La vengeance comme mobile ?

Un véritable jeu de "poker menteur" pour la représentante du ministère public, Esther Paillette. Pour elle, il n’y a pas de doute. Le coupable, c’est Ismaël E, contre qui elle requiert une peine de huit ans de prison. Aucun doute non plus pour la défense et Me Alain Scheuer, conseil de la famille Bastide : "Vous ne cessez de nier l’évidence. On peut mentir à tout le monde mais pas à soi-même. Un jour, vous vous retrouverez seul avec ce poids. Car n’oubliez pas que vous avez enlevé un patrimoine aux Aveyronnais et failli briser une famille entière", a-t-il plaidé.

Reste néanmoins le mobile, lequel était-il ? La vengeance, comme cela a été évoqué ? Quelques mois auparavant, en mars 2018, Ismaël E. s’était vu éconduit de l’établissement à la suite d’une rixe. Le soir des faits, il dira à sa compagne, " ils ont mérité ce que j’ai fait ! ". Son avocat, Me Carmelo Vialette, ne croit pas en cette thèse. " Se venger quatre mois après, je ne comprends pas. Il s’est fait virer de plein d’établissements de nuits et il n’y a pas mis le feu. Ce dossier, c’est Hercule Poirot.
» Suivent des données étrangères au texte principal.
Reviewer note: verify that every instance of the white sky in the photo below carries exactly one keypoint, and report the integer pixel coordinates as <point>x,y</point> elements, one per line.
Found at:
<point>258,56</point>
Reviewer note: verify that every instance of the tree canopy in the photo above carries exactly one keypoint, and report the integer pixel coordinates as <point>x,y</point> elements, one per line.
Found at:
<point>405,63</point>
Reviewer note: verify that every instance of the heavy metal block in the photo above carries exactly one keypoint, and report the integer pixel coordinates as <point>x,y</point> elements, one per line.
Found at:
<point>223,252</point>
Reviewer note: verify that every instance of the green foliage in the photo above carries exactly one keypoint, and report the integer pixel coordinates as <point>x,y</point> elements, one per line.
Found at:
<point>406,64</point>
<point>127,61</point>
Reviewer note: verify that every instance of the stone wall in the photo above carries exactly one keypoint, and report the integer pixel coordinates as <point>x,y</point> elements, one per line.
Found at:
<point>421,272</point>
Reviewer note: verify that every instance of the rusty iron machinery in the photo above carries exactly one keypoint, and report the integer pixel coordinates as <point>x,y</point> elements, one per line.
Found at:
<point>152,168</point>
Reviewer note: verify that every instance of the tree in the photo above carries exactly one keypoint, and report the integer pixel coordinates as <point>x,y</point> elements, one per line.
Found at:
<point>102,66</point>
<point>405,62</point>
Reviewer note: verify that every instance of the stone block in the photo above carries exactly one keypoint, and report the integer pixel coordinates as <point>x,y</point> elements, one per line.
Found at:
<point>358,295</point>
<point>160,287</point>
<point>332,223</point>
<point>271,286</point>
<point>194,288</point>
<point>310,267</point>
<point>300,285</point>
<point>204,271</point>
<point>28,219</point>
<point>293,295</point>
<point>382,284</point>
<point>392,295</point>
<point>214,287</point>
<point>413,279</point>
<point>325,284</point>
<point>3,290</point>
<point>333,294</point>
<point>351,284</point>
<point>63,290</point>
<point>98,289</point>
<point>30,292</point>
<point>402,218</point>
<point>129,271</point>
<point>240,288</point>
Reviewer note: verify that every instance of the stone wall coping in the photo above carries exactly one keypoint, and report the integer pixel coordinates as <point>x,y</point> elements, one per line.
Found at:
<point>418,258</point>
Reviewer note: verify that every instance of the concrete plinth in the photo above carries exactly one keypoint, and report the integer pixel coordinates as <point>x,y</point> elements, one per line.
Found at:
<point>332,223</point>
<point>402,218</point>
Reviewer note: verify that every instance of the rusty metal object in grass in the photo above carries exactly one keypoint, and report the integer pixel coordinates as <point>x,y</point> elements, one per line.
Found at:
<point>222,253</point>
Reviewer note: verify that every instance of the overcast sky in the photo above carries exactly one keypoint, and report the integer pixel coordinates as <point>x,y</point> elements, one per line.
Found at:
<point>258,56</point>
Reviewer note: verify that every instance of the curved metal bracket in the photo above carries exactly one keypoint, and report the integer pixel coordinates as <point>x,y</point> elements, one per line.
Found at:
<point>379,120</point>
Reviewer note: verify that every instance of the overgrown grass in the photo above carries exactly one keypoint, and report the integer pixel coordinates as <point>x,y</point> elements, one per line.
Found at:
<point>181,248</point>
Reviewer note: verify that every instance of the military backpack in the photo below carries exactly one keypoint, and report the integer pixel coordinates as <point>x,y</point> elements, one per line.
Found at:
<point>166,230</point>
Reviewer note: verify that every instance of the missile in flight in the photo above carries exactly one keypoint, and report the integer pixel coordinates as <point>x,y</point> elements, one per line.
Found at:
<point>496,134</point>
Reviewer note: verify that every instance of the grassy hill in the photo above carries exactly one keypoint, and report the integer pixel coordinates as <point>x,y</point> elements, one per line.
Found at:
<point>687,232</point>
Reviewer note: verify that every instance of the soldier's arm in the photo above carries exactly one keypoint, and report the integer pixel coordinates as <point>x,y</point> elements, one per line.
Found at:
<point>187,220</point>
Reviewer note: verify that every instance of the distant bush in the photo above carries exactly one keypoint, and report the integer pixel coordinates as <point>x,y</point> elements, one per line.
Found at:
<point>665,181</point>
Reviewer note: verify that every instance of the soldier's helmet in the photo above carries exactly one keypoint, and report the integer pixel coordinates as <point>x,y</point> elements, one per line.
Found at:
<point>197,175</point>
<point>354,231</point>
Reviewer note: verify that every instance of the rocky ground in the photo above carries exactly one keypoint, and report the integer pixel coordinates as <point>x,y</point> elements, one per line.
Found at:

Il y a d’autres personnes qui se sont vantées d’avoir commis ce délit, le Bowling du Rouergue a été la cible de nombreuses tentatives d’intimidations avant – fusillade de la façade en 2016, alerte à la bombe, grenades retrouvées sur le toit, lettre de menaces aux gérants, NDLR – et on n’a jamais entendu personne." Avec son casier, ses multiples condamnations pour violences, vols, outrages, son client était "le bon candidat ", conclut-il, lors d’une dernière tirade afin d’instaurer le doute. Mais, après plus d’une heure de délibérations, le tribunal a rendu sa décision : Ismaël E. a été reconnu coupable et condamné à une peine de cinq ans de prison ferme et deux avec sursis. Dans le box des prévenus, le Ruthénois a accueilli cela sans sourciller.